Abstract
For evolutionary and medical reasons bacterial classification is an important field within microbiology. Before Carl Woese introduced the use of ribosomal RNA sequences for phylogenetic comparison, bacterial classification was based on different phenotypic
methods. Today the primary center of attention is focused on making super trees (phylogenetic trees generated from multiple genes) and doing whole genome comparison. Still, problems resulting from non-orthogonal gene replacement and interference by lateral gene transfer make this matter far from trivial.

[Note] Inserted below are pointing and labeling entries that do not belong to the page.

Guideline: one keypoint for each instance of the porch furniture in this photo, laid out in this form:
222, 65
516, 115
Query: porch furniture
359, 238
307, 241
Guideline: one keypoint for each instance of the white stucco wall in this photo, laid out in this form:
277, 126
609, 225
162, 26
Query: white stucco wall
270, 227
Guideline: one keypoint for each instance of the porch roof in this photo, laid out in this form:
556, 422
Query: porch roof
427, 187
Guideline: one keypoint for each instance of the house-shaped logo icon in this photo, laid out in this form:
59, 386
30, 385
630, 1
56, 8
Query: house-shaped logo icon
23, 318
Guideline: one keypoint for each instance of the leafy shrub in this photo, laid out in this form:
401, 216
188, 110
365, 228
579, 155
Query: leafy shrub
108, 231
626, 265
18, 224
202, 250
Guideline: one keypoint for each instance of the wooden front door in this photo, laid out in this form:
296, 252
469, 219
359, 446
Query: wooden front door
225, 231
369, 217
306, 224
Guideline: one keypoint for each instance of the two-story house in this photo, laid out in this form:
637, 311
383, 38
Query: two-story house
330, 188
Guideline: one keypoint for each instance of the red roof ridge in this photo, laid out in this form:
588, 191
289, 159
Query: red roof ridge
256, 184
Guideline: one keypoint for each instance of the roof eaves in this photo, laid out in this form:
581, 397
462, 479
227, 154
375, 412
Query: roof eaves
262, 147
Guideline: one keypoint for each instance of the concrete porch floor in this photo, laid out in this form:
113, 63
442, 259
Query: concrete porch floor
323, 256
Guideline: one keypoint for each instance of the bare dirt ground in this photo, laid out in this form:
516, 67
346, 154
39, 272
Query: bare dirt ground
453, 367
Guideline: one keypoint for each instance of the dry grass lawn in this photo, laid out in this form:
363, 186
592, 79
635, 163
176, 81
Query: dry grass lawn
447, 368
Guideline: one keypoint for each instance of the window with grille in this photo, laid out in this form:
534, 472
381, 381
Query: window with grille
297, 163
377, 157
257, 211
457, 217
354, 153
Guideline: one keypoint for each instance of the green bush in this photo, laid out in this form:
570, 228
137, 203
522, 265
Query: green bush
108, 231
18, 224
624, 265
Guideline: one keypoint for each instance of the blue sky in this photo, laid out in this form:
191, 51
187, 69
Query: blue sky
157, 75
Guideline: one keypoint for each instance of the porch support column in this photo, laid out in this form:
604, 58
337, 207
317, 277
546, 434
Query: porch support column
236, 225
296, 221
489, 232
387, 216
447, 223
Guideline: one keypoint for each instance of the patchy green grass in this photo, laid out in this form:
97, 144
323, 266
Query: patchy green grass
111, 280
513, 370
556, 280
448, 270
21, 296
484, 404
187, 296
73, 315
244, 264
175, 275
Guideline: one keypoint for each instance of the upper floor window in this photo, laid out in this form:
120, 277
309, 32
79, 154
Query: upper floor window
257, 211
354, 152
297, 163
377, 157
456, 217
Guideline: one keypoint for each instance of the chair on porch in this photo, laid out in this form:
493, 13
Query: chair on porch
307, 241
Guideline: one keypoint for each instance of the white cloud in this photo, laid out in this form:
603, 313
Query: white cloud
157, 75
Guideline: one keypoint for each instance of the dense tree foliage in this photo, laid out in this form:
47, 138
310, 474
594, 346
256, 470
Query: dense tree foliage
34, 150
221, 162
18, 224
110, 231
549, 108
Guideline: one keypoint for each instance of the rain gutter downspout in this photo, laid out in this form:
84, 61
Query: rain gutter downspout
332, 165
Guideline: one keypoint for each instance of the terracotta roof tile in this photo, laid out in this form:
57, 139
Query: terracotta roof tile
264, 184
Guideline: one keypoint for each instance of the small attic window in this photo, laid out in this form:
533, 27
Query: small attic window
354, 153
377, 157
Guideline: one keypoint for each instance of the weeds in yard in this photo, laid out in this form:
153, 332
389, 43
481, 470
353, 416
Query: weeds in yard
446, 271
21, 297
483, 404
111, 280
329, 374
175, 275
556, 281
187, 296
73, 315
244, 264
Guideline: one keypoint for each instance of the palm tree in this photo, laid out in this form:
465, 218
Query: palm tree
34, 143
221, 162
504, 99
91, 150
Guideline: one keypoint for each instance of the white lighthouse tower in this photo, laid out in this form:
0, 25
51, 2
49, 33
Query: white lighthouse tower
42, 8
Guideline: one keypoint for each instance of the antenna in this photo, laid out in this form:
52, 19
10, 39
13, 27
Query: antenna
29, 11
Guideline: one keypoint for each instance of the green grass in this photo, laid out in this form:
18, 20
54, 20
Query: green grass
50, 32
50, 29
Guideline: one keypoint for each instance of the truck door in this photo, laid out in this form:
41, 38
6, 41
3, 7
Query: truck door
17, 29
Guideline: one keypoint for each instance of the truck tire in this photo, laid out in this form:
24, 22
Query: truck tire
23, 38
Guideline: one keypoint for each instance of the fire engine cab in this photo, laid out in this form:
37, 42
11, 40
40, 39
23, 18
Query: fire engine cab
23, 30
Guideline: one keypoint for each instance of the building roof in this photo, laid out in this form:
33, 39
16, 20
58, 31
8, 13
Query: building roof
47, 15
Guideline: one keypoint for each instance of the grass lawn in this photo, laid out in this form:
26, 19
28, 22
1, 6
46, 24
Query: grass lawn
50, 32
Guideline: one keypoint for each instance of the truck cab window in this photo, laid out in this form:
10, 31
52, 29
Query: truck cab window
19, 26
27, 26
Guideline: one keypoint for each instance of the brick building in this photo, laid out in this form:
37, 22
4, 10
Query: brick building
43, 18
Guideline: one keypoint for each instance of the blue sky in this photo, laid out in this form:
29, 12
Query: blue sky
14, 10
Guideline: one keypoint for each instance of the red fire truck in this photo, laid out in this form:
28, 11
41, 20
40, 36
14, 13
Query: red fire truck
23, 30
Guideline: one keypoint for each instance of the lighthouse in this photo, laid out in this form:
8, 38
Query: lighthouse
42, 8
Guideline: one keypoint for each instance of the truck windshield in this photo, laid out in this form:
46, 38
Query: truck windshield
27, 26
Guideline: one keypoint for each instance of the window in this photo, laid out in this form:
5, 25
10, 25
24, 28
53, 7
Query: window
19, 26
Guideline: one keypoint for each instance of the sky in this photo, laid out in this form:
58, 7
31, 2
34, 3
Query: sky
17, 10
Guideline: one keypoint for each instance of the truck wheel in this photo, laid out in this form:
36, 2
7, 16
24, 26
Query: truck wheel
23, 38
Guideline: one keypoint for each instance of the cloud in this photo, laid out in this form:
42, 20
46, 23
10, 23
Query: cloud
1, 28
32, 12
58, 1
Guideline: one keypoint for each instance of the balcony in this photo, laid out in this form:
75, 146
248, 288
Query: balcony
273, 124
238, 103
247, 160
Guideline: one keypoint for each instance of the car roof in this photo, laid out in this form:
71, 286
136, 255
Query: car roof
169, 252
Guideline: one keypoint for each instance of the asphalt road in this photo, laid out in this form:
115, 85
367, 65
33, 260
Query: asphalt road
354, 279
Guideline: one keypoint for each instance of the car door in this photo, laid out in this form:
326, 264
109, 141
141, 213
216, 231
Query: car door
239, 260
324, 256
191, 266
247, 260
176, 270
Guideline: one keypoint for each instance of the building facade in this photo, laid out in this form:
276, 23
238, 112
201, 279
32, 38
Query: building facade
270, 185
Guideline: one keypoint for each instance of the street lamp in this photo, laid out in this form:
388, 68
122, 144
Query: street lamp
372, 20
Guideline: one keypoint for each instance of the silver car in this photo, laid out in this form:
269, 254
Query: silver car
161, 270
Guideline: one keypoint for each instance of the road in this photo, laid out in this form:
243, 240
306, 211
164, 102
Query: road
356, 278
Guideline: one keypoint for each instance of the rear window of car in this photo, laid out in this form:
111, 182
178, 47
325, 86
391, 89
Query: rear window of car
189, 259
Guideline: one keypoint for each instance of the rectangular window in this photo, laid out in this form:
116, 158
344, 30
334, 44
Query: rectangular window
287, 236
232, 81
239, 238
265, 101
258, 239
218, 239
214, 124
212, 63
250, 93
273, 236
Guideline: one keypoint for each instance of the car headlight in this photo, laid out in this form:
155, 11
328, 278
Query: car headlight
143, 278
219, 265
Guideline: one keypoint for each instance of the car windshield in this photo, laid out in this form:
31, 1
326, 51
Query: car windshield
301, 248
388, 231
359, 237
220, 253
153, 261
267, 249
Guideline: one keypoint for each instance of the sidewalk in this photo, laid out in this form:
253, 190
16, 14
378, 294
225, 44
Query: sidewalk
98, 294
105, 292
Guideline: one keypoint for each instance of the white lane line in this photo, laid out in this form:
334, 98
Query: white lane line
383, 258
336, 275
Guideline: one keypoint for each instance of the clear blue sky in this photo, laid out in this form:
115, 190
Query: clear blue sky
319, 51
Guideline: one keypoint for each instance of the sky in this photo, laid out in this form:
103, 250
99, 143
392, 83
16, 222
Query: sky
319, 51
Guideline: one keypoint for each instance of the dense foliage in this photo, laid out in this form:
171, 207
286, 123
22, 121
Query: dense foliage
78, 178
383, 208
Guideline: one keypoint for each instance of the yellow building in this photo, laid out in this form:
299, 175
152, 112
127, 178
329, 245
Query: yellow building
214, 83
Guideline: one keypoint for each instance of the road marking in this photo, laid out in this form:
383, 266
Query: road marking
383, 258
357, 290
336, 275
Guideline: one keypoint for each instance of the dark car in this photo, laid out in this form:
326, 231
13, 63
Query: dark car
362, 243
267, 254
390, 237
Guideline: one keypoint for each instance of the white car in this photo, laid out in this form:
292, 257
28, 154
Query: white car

This study is based on the classification of bacteria using the distribution and frequency of selected 10-mer oligonucleotides in complete genome sequences. These frequencies will be detected by an oligonucleotide microarray and the occurring pattern will be
compared to a reference in order to classify a particular organism. In this way it will be possible to compare many bacterial genomes with each other and organize them according to their pattern. Prior to this thesis a set of programs for extraction of informative oligonucleotides from genome sequence data, based on their entropy, have been developed. This study aims to evaluate this method using an in silico approach. Different sub-sets of bacterial genome sequences were used to select sets of informative 10-mer oligonucleotides. In order the test this method a program simulating a microarray was written, such that a suitable output for further analysis was generated. 10-mer oligonucleotide frequencies from the genomes that are to be classified were computed and combined with a set of informative oligonucleotides, in the virtual microarray program. The output from this application was later used in construction of Dendrograms, using the microarray analysis program J-Express. These dendrograms were compared by visual inspection to phylogenetic reference trees made by conventional methods. The phylogenetic analysis was conducted on sequences encoding the 16S rRNA genes, the ATP synthase alpha chain, the prolyl-tRNA synthetase and the methionyl-tRNA synthetase. Our results indicate that the method obtains excellent resolution for discriminating bacteria at the species and strain levels, but not particularly good at the genus level.